Après avoir purgé sa peine dans des conditions difficiles, il tentera de trouver un emploi auprès d’amis dans le secteur privé, puis montera sa propre entreprise qu’il finira par transmette pour prendre sa retraite.
Très cultivé, ancien professeur de langue arabe, à la plume bilingue raffinée et l’analyse perspicace, Taher Kacem a toujours été animé de hautes valeurs patriotiques et doté d’une vision avant-gardiste. Son fils, Dr Chafik Kacem, retrace ses années de braise.
Taher Kacem était un militant, imprégné de patriotisme sincère, d’un idéal de gauche sans compromis. Il aspirait à une Tunisie juste, moderne et indépendante (...). Refusant tout compromis lors de son procès de mai 1970 et toute dénonciation de Ben Salah, il a été condamné à 5 ans de travaux forcés fermes, dont il a passé 3 ans et 2 mois dans le couloir des condamnés à mort, sous le régime de l’isolement. Ceci dans une geôle exiguë, humide et comportant une lucarne ouverte sans persiennes, été comme hiver. Le ministre de la Justice de l’époque avait refusé l’installation de persiennes et avait proposé comme seule alternative de condamner la lucarne, ce que Tahar Kacem a refusé, préférant le froid à l’obscurité.
En prison, il a pu cependant entrer en relation avec les militants de l’extérieur et à l’étranger (notamment le grand militant Slimane Douggui, que Dieu le garde) à travers les messages que relayaient les épouses et les enfants. C’est ainsi qu’avait germé l’idée de créer un grand mouvement populaire aux aspirations de gauche, avec deux principes fondamentaux: un socialisme adapté aux réalités sociales et culturelles tunisiennes et l’instauration d’un régime démocratique. La conviction était qu’il ne pouvait y avoir de socialisme sans démocratie; mais que également il ne pouvait y avoir de démocratie sans socialisme (un être humain qui a faim ne peut en aucune façon être libre). Ces idées seront à la base d’un document, le «Manifeste du Mouvement de l’unité populaire» dont Tahar Kacem a été l’un des principaux rédacteurs avec Hichem Moussa. Le Mouvement de l’unité populaire est créé avec ses deux branches en Tunisie et à l’étranger.
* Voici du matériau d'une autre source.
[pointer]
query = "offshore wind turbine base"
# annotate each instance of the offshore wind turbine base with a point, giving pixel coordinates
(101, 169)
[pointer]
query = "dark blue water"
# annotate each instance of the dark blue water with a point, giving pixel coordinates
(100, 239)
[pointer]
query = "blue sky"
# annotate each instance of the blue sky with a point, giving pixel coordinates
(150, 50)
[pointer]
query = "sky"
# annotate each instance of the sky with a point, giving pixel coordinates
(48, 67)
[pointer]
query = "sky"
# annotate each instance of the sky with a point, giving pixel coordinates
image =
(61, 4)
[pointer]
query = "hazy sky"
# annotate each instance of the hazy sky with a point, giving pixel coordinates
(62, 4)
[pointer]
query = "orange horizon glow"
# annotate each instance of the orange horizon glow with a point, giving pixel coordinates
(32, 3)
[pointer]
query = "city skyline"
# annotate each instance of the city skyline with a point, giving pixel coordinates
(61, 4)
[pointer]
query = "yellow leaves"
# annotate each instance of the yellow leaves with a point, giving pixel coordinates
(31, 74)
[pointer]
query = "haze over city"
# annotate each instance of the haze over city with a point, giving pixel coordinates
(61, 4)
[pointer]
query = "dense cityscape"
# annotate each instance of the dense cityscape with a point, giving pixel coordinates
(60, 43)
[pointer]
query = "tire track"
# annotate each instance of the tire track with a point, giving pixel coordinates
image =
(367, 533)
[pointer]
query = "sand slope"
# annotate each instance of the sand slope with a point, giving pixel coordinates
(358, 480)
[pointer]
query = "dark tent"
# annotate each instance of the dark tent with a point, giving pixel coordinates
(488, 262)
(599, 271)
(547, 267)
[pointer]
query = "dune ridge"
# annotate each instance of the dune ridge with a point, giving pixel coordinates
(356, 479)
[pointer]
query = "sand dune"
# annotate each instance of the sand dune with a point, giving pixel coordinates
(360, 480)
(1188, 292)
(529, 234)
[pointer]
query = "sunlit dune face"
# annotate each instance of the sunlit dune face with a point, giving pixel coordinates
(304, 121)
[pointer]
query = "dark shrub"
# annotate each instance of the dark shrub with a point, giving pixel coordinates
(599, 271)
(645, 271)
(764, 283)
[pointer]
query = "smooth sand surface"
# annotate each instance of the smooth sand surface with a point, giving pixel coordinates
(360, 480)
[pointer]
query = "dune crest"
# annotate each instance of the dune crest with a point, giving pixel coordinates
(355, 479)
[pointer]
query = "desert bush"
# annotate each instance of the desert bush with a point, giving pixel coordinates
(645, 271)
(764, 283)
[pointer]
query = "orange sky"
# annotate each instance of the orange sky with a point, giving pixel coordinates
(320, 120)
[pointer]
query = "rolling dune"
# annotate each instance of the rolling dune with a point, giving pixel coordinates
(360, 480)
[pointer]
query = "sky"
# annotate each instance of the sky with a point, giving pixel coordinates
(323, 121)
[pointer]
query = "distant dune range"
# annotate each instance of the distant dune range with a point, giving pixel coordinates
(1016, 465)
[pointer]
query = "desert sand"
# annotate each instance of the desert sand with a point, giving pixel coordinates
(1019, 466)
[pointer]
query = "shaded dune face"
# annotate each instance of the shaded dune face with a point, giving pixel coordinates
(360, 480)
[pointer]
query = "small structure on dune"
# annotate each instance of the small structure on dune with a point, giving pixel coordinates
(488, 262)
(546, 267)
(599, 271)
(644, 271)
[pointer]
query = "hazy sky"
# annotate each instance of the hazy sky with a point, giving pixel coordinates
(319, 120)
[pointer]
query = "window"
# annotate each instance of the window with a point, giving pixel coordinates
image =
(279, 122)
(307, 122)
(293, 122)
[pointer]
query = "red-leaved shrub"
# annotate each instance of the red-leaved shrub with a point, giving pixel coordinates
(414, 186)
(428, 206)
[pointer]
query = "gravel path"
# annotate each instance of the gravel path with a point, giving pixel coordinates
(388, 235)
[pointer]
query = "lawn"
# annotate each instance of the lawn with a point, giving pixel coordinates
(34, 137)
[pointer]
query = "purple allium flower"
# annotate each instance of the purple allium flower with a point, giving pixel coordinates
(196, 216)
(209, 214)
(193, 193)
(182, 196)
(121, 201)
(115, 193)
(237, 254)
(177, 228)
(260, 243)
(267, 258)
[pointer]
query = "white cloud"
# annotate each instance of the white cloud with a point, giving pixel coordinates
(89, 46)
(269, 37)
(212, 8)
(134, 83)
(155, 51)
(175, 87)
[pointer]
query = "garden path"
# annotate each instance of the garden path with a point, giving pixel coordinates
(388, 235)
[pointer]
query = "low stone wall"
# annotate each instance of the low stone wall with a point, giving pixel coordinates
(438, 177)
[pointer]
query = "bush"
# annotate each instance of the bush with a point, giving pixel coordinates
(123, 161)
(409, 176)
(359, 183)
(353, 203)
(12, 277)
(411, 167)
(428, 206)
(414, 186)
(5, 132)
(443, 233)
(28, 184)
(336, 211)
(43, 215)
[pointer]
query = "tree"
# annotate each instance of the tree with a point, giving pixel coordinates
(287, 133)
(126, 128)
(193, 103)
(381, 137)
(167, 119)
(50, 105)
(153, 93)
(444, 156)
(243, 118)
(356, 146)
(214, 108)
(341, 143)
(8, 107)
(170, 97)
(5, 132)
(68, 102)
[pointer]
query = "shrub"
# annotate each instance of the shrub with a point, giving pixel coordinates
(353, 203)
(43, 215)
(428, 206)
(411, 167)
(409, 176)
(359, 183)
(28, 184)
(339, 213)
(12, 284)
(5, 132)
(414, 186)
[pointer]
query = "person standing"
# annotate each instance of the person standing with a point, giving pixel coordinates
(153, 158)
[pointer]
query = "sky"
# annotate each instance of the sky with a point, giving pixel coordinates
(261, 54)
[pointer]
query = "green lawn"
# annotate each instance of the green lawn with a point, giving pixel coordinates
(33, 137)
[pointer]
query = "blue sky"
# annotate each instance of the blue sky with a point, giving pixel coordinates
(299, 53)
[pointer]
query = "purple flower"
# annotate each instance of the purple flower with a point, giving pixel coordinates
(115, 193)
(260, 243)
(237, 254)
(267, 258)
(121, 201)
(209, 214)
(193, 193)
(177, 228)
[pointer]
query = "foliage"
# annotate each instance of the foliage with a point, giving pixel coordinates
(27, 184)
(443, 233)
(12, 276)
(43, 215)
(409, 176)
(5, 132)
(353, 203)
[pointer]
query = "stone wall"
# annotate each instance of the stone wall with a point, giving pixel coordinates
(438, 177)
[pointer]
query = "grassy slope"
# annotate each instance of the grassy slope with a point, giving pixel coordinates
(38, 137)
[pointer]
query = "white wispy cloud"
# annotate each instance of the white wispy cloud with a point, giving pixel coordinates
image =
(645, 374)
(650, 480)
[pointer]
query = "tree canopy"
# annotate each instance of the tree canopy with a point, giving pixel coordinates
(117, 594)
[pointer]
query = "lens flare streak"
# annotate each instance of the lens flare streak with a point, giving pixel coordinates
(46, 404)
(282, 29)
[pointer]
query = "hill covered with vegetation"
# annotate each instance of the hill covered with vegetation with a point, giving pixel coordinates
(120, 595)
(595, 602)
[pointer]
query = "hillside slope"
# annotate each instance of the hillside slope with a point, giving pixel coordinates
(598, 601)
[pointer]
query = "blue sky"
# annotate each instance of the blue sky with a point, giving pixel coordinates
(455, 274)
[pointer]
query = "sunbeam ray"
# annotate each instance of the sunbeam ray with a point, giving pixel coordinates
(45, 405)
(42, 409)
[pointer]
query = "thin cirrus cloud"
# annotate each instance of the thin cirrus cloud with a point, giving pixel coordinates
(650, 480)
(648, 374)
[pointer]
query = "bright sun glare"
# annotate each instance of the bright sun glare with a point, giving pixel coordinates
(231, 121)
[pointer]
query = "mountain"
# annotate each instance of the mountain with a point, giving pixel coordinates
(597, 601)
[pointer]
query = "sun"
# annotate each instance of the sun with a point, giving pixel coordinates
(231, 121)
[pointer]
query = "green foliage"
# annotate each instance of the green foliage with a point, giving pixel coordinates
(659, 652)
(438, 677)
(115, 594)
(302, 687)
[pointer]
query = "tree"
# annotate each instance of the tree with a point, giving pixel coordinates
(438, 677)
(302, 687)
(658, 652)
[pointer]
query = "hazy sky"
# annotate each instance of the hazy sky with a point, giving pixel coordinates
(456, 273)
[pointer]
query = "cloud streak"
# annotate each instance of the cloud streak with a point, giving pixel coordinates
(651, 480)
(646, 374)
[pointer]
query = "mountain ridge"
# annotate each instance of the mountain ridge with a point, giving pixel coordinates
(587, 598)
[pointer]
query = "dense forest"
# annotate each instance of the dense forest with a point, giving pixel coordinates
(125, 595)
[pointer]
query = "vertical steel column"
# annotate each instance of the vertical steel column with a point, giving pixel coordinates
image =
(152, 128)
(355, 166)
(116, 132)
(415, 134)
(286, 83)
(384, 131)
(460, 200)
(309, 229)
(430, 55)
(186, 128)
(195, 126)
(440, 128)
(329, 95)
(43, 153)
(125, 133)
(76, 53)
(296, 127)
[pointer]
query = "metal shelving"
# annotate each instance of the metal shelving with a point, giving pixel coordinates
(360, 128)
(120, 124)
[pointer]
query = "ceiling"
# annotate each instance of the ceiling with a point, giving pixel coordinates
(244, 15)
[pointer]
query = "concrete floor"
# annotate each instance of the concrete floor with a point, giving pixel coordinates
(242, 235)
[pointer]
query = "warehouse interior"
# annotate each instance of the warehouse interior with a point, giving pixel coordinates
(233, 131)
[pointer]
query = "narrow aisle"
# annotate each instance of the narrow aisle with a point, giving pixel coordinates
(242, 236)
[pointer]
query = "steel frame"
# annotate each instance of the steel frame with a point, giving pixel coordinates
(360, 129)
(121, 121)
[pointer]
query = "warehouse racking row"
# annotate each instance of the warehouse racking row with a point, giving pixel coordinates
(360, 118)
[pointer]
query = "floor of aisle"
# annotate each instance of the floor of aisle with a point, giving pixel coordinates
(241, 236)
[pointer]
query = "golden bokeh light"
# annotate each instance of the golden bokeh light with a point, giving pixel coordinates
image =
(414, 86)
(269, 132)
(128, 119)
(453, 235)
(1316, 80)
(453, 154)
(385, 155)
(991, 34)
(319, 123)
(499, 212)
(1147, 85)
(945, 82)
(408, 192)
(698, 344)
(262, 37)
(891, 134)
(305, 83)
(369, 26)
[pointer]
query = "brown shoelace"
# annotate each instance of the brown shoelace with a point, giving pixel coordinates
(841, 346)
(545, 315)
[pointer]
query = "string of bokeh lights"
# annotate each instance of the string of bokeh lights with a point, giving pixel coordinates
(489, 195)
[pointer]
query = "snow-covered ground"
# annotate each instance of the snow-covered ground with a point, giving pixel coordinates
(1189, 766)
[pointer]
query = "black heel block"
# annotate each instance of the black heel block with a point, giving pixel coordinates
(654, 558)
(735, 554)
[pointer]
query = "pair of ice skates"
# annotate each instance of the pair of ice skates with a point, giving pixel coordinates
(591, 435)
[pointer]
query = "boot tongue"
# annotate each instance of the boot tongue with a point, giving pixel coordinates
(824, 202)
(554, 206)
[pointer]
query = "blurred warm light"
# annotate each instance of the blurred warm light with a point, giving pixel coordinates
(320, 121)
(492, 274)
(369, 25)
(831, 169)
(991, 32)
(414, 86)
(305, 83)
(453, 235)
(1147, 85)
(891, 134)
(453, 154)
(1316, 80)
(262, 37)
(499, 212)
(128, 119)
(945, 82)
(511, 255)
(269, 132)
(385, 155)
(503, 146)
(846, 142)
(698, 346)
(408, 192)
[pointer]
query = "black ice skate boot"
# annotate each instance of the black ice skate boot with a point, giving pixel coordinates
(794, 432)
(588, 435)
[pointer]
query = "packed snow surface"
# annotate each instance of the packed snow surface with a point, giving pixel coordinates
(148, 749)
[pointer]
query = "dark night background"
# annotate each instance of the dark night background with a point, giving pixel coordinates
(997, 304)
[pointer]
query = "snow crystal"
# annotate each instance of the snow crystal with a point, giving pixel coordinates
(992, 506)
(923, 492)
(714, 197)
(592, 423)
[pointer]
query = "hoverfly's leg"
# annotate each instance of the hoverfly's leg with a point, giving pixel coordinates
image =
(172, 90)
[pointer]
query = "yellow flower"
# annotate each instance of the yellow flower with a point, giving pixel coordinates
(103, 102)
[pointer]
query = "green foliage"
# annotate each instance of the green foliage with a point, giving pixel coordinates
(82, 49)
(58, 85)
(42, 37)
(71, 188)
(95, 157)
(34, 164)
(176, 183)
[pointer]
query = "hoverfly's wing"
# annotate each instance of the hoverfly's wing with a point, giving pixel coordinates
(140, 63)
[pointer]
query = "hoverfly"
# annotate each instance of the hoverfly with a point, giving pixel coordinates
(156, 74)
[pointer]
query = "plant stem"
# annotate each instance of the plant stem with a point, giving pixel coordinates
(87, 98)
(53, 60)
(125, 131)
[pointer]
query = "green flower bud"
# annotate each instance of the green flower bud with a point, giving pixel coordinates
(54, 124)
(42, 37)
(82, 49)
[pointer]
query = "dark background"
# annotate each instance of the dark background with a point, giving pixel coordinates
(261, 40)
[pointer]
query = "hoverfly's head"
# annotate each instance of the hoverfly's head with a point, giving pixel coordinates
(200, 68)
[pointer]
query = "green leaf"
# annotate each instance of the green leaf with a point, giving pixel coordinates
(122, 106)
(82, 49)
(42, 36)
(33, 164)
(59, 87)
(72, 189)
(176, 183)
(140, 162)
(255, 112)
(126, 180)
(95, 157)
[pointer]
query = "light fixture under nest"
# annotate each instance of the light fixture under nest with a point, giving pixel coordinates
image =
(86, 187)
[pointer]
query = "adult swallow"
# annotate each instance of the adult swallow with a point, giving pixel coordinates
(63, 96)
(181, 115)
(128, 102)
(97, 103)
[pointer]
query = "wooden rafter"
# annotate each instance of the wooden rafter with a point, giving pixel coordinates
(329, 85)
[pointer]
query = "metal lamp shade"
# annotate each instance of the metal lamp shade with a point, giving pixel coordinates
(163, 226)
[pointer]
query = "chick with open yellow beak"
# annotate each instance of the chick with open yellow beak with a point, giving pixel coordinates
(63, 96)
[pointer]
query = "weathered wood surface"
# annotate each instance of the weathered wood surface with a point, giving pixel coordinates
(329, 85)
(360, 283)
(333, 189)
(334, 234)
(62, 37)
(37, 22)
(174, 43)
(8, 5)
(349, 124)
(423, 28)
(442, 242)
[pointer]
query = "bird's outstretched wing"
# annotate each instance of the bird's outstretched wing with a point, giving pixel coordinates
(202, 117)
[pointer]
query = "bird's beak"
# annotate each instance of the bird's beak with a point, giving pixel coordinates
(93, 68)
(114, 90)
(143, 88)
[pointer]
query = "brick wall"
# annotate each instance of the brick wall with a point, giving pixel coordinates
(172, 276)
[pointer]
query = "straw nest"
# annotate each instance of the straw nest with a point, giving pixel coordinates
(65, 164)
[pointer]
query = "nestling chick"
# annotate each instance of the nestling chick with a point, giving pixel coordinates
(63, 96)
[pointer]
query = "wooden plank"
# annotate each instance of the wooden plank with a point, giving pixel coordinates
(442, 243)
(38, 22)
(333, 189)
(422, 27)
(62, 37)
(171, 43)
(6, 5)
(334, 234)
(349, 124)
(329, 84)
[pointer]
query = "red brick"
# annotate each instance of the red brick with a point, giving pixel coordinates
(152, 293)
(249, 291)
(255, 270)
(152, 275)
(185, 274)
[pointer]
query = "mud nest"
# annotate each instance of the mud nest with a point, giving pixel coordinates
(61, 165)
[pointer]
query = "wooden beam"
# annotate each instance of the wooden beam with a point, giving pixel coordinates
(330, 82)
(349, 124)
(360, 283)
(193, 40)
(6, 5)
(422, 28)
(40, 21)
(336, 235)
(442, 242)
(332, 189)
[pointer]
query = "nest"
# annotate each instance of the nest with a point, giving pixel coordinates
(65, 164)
Après sa structuration, a commencé une lutte quotidienne pacifique et clandestine contre le régime en place, tracts, réunions régionales, installation de cellules de militants, dénonciation de la répression, des entraves à la liberté d’expression, des tortures, des choix économiques libéraux... Ceci jusqu’à l’arrestation des militants du MUP en 1977 et les deux mois de torture inhumaine dans les cachots du ministère de l’Intérieur.
Tahar Kacem a depuis perdu l’usage de son oreille gauche. Il a été condamné à 3 ans de prison ferme, dont il a purgé 1 an et 7 mois. Le chef d’accusation était notamment: incitation à la révolte, pour l’un des vers de Abou El Kacem Echabbi «si le peuple désire la vie, le destin ne peut que se conformer à sa volonté». En fait, dans ce qui a été le plus long procès de l’histoire, le juge n’a pas voulu se conformer aux instructions du palais qui demandait des peines très lourdes et même des condamnations à mort. Tahar Kacem a été torturé parce qu’il a refusé d’alourdir des charges contre les autres militants.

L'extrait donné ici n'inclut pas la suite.